At one level, she and her colleagues understand GPT (short for generative pretrained transformer) and other large language models, or LLMs, perfectly well. The models rely on a machine-learning system called a neural network. Such networks have a structure modeled loosely after the connected neurons of the human brain. The code for these programs is relatively simple and fills just a few screens. It sets up an autocorrection algorithm, which chooses the most likely word to complete a passage based on laborious statistical analysis of hundreds of gigabytes of Internet text. Additional training ensures the system will present its results in the form of dialogue.
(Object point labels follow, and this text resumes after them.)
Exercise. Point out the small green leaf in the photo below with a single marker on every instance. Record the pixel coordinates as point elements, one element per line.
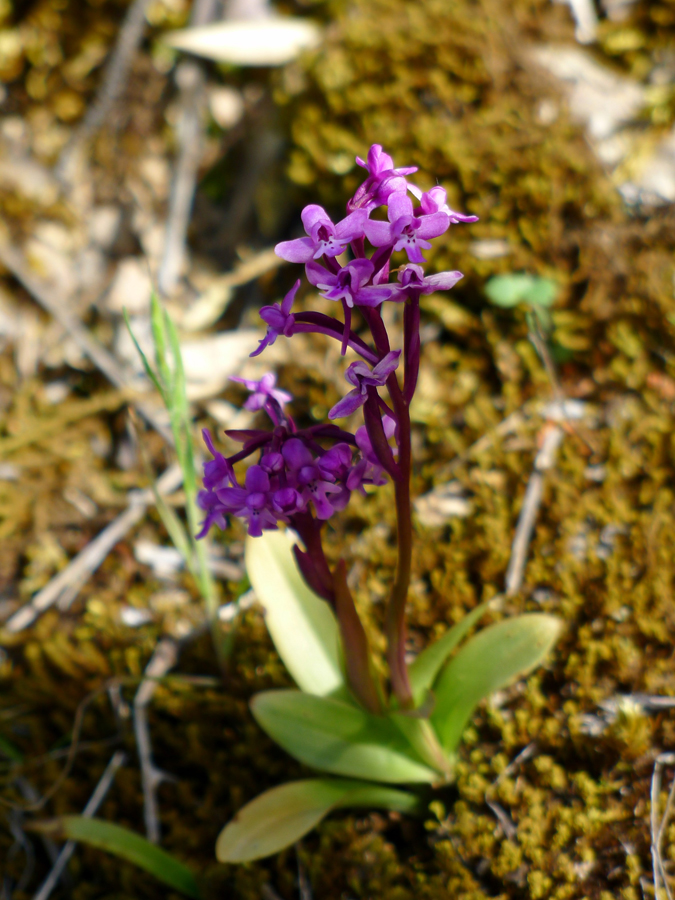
<point>132,847</point>
<point>508,290</point>
<point>338,737</point>
<point>281,816</point>
<point>488,662</point>
<point>301,624</point>
<point>428,664</point>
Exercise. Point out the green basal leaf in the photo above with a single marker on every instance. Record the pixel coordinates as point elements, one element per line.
<point>132,847</point>
<point>281,816</point>
<point>509,290</point>
<point>301,624</point>
<point>337,737</point>
<point>428,664</point>
<point>488,662</point>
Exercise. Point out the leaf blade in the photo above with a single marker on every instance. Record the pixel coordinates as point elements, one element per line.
<point>429,662</point>
<point>132,847</point>
<point>488,662</point>
<point>284,814</point>
<point>301,625</point>
<point>338,737</point>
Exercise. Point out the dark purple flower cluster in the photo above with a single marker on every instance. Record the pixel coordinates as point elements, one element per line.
<point>297,479</point>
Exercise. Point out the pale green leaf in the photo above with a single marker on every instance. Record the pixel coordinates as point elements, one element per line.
<point>486,663</point>
<point>301,624</point>
<point>338,737</point>
<point>508,290</point>
<point>146,365</point>
<point>428,664</point>
<point>132,847</point>
<point>281,816</point>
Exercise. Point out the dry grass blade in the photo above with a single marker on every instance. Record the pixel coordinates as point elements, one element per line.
<point>65,586</point>
<point>12,259</point>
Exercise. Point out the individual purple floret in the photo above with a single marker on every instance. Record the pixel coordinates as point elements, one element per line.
<point>279,319</point>
<point>413,276</point>
<point>436,200</point>
<point>362,377</point>
<point>383,180</point>
<point>350,284</point>
<point>325,239</point>
<point>262,392</point>
<point>406,231</point>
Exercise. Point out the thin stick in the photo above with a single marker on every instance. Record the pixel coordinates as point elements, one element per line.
<point>68,583</point>
<point>49,299</point>
<point>544,460</point>
<point>191,82</point>
<point>114,79</point>
<point>658,828</point>
<point>162,660</point>
<point>90,809</point>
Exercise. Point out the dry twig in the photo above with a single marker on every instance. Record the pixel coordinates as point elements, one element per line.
<point>544,460</point>
<point>66,585</point>
<point>116,74</point>
<point>658,828</point>
<point>90,810</point>
<point>162,660</point>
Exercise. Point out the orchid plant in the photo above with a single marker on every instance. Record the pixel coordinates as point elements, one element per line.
<point>342,719</point>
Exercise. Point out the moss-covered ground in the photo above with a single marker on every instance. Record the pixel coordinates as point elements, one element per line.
<point>448,85</point>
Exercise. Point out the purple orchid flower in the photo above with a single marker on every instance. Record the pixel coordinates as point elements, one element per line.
<point>218,472</point>
<point>350,284</point>
<point>406,231</point>
<point>312,483</point>
<point>251,502</point>
<point>362,377</point>
<point>436,200</point>
<point>279,319</point>
<point>263,391</point>
<point>383,180</point>
<point>369,469</point>
<point>412,276</point>
<point>324,238</point>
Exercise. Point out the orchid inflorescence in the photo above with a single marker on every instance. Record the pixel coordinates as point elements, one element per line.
<point>303,476</point>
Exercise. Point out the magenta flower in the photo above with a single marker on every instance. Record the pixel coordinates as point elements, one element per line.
<point>406,231</point>
<point>350,284</point>
<point>312,483</point>
<point>413,276</point>
<point>279,319</point>
<point>324,238</point>
<point>360,375</point>
<point>251,502</point>
<point>263,391</point>
<point>436,200</point>
<point>383,180</point>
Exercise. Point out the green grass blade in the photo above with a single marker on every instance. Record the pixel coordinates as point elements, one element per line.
<point>146,365</point>
<point>133,848</point>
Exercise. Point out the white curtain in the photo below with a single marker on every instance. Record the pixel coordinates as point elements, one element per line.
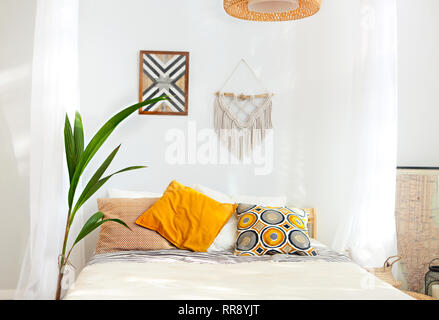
<point>55,91</point>
<point>367,230</point>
In this sense, all it does is regurgitate what it learned—it is a “stochastic parrot,” in the words of Emily Bender, a linguist at the University of Washington. But LLMs have also managed to ace the bar exam, explain the Higgs boson in iambic pentameter, and make an attempt to break up their users’ marriage. Few had expected a fairly straightforward autocorrection algorithm to acquire such broad abilities.

That GPT and other AI systems perform tasks they were not trained to do, giving them “emergent abilities,” has surprised even researchers who have been generally skeptical about the hype over LLMs. “I don’t know how they’re doing it or if they could do it more generally the way humans do—but they’ve challenged my views,” says Melanie Mitchell, an AI researcher at the Santa Fe Institute.
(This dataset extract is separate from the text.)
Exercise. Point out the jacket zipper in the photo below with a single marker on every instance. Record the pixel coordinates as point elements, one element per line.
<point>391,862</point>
“It is certainly much more than a stochastic parrot, and it certainly builds some representation of the world—although I do not think that it is quite like how humans build an internal world model,” says Yoshua Bengio, an AI researcher at the University of Montreal.
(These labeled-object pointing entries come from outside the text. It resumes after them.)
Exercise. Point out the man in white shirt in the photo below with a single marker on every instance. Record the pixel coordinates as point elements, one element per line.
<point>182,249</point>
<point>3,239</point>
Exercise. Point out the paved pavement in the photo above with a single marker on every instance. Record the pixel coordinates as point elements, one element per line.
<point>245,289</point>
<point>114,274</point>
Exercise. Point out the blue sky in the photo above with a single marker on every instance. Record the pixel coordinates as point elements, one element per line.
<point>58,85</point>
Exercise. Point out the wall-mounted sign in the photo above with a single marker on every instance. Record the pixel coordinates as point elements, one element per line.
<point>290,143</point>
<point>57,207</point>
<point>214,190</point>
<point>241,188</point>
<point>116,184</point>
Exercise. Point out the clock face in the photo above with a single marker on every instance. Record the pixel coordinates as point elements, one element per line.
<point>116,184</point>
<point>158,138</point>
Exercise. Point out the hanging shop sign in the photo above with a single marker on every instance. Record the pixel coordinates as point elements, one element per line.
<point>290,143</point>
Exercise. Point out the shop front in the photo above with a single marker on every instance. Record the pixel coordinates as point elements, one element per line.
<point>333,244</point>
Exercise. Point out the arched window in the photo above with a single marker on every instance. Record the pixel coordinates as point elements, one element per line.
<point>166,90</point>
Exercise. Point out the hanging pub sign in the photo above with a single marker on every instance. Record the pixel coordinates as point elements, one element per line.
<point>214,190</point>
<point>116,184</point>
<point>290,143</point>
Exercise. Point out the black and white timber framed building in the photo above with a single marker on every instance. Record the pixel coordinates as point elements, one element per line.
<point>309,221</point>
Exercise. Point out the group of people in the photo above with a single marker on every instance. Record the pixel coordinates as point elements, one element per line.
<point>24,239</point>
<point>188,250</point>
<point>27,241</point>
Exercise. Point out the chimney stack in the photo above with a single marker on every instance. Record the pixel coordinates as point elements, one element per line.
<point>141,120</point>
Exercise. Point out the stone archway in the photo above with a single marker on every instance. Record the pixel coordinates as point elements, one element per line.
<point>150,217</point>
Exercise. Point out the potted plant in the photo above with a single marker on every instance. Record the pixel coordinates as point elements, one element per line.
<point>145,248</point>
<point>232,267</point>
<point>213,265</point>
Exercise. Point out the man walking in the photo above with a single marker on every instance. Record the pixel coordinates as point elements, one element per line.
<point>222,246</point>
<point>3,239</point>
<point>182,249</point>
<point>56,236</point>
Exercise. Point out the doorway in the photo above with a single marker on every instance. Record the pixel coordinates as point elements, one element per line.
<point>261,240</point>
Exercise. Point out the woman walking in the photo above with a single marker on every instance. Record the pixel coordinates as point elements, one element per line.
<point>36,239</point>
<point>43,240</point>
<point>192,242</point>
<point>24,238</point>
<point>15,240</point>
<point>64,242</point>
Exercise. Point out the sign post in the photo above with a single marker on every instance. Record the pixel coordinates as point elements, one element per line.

At a conference at New York University in March, philosopher Raphaël Millière of Columbia University offered yet another jaw-dropping example of what LLMs can do. The models had already demonstrated the ability to write computer code, which is impressive but not too surprising because there is so much code out there on the Internet to mimic. Millière went a step further and showed that GPT can execute code, too, however. The philosopher typed in a program to calculate the 83rd number in the Fibonacci sequence. “It’s multistep reasoning of a very high degree,” he says. And the bot nailed it. When Millière asked directly for the 83rd Fibonacci number, however, GPT got it wrong: this suggests the system wasn’t just parroting the Internet. Rather it was performing its own calculations to reach the correct answer.

Although an LLM runs on a computer, it is not itself a computer. It lacks essential computational elements, such as working memory. In a tacit acknowledgement that GPT on its own should not be able to run code, its inventor, the tech company OpenAI, has since introduced a specialized plug-in—a tool ChatGPT can use when answering a query—that allows it to do so. But that plug-in was not used in Millière’s demonstration. Instead he hypothesizes that the machine improvised a memory by harnessing its mechanisms for interpreting words according to their context—a situation similar to how nature repurposes existing capacities for new functions.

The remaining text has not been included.